Recently the government has insisted that schools teach “British values”. Aside from being a woolly, ill-defined concept on two levels, this is nothing less that a rush to inculcate forms of nationalist thinking in our children, and risks unleashing dangerous forces that cannot be controlled. For the Right, British history is marked by the dates of battles between royal houses and the births, lives and deaths of monarchs and their acolytes. Britishness only came about with the 1800 Act of Union that brought Ireland into the realm against its will. Moreover, Britishness (like any form of national identity) is entirely constructed from a selection of myths and half-truths. You create your own history.

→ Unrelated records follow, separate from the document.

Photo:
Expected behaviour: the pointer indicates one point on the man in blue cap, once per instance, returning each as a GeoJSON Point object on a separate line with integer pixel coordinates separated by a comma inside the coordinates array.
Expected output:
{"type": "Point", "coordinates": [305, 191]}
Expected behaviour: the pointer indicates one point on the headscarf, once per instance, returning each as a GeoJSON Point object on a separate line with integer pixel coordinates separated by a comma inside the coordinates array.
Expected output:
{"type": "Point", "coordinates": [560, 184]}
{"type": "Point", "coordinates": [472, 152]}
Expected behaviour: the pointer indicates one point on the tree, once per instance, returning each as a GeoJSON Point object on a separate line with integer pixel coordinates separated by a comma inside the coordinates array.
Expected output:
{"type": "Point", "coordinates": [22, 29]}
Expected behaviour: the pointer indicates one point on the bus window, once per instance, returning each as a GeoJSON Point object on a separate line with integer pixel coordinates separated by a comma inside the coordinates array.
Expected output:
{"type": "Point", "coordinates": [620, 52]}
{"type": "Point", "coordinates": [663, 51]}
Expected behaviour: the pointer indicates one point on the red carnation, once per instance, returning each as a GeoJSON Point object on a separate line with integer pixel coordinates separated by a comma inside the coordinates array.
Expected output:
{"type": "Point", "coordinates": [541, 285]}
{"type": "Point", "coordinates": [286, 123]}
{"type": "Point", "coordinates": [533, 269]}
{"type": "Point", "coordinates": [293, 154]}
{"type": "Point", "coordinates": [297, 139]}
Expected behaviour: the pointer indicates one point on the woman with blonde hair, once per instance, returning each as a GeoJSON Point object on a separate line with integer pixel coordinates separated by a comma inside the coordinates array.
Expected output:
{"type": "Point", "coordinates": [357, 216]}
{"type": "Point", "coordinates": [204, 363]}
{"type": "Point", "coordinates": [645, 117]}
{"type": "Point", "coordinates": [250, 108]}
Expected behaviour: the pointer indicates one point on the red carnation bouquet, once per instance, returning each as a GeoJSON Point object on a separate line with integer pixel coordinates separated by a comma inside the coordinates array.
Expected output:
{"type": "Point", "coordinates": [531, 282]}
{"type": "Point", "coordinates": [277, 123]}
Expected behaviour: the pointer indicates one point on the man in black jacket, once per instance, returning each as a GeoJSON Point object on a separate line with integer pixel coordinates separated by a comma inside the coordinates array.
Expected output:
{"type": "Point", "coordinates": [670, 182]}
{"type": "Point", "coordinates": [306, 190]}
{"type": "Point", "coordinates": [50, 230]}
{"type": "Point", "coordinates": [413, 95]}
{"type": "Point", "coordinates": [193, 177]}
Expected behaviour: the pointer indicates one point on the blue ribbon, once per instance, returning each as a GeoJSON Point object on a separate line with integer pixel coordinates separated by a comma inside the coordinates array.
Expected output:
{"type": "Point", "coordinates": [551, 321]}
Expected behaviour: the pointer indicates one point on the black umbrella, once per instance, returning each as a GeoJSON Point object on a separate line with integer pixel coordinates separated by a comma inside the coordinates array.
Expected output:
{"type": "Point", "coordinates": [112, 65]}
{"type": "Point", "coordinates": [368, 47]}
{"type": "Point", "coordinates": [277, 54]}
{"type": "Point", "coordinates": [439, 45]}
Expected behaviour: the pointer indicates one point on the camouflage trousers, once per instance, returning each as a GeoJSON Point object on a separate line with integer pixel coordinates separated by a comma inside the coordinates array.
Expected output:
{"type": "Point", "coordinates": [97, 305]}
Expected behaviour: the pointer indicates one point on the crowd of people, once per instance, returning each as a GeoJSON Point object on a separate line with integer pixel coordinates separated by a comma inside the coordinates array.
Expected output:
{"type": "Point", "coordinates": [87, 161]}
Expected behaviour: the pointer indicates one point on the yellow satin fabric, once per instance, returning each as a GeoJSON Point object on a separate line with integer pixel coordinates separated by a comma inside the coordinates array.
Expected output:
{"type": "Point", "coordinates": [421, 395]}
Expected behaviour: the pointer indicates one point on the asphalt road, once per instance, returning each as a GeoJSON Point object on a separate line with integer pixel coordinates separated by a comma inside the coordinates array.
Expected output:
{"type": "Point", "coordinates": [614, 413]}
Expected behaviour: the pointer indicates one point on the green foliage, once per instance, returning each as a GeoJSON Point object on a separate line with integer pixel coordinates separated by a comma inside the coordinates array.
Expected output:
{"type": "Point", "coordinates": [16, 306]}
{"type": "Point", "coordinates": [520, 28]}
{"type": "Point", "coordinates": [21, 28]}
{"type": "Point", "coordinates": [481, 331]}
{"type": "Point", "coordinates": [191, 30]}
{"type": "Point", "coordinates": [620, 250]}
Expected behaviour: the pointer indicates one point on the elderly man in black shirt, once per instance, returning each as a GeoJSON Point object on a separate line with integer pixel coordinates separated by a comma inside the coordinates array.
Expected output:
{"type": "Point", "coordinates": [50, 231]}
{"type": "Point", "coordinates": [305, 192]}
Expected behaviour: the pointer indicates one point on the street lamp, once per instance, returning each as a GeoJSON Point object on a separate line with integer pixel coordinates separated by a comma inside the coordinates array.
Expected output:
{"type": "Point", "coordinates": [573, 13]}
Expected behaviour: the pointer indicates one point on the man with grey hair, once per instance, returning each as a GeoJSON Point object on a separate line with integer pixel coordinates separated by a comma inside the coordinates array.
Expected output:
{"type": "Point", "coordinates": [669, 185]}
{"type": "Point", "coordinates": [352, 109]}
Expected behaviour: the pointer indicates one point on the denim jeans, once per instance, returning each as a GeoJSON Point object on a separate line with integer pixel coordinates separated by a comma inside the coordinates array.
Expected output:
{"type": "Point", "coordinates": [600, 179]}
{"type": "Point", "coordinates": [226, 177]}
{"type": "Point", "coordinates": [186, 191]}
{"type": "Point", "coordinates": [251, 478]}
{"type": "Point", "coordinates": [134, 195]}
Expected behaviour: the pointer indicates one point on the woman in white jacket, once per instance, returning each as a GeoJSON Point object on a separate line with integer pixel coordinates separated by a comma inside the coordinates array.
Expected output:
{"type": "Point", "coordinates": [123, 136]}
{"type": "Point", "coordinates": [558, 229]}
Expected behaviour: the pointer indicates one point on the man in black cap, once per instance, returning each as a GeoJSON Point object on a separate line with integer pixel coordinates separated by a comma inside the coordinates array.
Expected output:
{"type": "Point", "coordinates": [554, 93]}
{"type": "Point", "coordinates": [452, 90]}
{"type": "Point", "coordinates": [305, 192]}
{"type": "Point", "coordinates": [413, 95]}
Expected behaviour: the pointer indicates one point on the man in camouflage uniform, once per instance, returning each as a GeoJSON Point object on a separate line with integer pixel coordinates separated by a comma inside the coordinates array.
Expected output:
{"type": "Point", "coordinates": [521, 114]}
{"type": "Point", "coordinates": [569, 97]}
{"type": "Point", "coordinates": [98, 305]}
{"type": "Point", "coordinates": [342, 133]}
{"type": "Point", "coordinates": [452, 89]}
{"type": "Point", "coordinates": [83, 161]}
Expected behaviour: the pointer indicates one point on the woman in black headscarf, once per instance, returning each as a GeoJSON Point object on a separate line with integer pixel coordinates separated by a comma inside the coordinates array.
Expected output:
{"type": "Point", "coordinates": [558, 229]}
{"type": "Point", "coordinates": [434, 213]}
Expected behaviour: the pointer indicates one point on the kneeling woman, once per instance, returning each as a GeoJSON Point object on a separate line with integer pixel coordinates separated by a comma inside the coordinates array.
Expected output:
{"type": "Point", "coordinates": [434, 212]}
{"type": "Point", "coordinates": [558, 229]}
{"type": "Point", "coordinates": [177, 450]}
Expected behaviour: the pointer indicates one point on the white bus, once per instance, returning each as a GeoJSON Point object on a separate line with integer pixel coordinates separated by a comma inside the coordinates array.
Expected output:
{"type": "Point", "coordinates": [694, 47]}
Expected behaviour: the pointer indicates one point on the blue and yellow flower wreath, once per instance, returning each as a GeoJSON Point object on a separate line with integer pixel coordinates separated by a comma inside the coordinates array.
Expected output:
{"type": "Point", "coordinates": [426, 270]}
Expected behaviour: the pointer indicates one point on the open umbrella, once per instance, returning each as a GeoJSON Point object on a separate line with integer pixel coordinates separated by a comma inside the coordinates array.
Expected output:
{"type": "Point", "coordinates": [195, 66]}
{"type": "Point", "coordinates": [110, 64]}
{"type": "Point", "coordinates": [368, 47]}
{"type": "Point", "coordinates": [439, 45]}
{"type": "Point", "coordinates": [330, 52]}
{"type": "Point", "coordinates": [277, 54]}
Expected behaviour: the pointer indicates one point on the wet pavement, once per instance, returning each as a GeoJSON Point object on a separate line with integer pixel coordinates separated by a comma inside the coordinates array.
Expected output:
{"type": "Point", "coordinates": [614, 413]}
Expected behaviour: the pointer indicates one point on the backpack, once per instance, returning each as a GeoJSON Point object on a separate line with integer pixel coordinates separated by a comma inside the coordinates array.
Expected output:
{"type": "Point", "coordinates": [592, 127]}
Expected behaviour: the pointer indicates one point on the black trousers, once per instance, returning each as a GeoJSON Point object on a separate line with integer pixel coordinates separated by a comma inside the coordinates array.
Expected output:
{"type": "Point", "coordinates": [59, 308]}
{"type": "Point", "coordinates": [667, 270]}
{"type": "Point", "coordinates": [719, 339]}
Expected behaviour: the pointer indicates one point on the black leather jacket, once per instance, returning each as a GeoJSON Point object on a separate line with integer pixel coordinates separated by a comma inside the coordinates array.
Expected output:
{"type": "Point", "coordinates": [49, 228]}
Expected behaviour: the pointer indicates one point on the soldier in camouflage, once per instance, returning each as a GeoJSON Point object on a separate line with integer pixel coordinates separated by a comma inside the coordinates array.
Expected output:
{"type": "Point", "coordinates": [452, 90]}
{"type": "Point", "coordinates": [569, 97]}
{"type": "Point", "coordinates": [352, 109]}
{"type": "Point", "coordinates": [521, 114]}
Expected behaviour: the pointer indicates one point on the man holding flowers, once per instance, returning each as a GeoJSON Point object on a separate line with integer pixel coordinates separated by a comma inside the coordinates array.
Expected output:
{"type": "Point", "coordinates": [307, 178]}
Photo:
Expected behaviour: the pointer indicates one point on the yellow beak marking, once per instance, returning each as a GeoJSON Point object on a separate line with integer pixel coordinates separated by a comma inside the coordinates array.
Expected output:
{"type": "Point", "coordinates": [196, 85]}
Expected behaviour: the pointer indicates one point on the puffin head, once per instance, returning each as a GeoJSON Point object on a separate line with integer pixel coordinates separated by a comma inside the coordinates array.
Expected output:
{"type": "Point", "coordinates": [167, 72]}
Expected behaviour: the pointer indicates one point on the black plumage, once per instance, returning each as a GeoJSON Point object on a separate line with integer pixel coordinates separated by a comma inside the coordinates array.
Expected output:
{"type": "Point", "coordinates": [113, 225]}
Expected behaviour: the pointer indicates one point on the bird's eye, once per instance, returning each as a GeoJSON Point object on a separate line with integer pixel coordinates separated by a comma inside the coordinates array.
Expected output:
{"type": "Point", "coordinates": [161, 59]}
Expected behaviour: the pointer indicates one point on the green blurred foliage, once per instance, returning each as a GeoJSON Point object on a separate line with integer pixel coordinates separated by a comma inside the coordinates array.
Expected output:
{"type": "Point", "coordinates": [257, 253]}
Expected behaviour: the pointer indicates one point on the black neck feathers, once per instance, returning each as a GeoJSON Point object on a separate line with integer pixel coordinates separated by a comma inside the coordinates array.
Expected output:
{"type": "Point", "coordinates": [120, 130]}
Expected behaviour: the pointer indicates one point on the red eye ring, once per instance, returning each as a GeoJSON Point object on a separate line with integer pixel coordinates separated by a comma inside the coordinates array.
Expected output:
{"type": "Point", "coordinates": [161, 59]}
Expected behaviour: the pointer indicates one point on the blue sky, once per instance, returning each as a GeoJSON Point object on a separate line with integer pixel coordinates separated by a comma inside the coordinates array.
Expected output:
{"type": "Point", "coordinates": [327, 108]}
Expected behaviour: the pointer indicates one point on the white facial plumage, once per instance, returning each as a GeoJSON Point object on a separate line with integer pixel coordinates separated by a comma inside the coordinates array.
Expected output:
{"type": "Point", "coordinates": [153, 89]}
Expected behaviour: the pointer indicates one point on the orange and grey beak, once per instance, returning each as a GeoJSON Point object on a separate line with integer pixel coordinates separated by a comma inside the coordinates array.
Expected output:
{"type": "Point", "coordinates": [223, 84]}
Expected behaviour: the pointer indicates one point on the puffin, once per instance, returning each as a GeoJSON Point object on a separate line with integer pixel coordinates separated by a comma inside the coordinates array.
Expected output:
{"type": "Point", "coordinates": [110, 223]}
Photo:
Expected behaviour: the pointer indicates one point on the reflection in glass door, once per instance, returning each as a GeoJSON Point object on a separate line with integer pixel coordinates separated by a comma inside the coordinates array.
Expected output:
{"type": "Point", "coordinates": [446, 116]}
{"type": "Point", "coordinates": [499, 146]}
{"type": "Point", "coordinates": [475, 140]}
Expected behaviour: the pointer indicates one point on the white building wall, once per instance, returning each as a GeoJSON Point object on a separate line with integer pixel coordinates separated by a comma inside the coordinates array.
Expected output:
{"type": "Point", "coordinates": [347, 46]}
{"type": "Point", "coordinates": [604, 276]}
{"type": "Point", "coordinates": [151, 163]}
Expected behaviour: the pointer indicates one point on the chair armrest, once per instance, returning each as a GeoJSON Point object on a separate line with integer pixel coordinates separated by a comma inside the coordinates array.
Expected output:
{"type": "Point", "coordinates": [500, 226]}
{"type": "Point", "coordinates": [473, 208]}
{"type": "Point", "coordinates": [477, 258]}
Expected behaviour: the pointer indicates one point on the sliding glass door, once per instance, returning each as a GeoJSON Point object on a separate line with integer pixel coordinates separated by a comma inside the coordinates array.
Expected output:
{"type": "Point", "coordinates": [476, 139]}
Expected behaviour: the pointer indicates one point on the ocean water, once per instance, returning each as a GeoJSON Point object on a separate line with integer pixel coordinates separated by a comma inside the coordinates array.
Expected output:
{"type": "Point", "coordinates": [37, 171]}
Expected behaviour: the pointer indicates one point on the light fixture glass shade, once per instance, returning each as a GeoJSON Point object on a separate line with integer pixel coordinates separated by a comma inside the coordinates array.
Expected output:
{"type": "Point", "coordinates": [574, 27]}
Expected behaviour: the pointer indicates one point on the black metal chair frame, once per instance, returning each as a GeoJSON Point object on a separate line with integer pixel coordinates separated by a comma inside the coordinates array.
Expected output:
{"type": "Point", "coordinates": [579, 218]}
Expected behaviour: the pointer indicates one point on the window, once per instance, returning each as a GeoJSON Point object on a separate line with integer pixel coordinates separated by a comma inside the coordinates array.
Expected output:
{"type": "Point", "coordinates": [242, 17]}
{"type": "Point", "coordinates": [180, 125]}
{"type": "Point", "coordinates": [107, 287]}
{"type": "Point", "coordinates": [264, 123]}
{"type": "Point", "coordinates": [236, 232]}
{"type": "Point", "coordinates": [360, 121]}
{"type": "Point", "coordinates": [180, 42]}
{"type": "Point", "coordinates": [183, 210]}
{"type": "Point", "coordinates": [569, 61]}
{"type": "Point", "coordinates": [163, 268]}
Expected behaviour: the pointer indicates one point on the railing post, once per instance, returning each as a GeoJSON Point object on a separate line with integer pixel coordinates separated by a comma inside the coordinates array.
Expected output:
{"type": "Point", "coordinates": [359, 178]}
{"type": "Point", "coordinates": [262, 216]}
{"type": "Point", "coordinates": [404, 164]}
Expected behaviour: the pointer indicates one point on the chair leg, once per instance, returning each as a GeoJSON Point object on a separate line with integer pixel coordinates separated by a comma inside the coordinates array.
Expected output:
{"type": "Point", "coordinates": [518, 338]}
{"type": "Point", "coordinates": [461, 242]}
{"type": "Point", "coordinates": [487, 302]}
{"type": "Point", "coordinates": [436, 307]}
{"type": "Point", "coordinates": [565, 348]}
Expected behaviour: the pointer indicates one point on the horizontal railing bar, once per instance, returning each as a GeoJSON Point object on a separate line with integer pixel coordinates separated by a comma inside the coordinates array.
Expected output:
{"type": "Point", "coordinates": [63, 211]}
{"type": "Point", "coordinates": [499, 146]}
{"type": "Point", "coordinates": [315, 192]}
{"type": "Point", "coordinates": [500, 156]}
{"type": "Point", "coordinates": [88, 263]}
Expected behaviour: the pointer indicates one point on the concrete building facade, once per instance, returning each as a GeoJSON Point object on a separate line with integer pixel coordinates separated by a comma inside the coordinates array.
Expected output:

We know what we’re against: we’re against neoliberalism, inequality, intolerance, racism, sexism, homophobia, transphobia, disablism, anti-Ziganism, anti-Semitism, corporate greed, slum landlords, inflated travel costs, lazy grasping MPs, war, etc. Therefore, we need to define what we’re for. We are for the 99%, because the current form of capitalism helps to enrich greedy people and sustain a hatred of Others. We must create culture for the 99% that addresses social and political concerns rather than tug on people’s emotions like the bourgeois theatre that dominates London’s West End, or the Hollywood movies that place style over substance. Much of today’s art doesn’t seek to engage with people’s lived experiences, instead it speaks only to itself. It is self-indulgent drivel. The artist must reject the dead space of the bourgeois art gallery, which demands disinterest and contemplation instead of engagement, and use the street as their palette and exhibition space instead.
We should adopt RAR as our model but include all forms of art and culture. Much to the anti-immigrant parties’ disgust, Britain is a multi-cultural country and that is not going to change. All the multi-coloured cultural strands of this country need to be brought together under one umbrella in celebration of our diversity and in opposition to a cultural industry that is run for the benefit of accountants and media moguls, and says nothing about life as it is lived. We want artists of all kinds to take part in a new grassroots cultural movement for the 99%. Painters, sculptors, musicians, DJs, comedians, dancers, poets, rappers, writers, actors, jugglers, stilt-walkers, puppeteers, clowns and others that I haven’t mentioned. We must create cultural artefacts that look forward, not backwards.
History is a teacher, but nostalgia will teach you nothing that you don’t already know. In the words of Johnny Thunders, “you can’t put your arms around a memory”. That’s true, but you can embrace the challenge of the future.
We are the many, they are few. Culture for the 99%!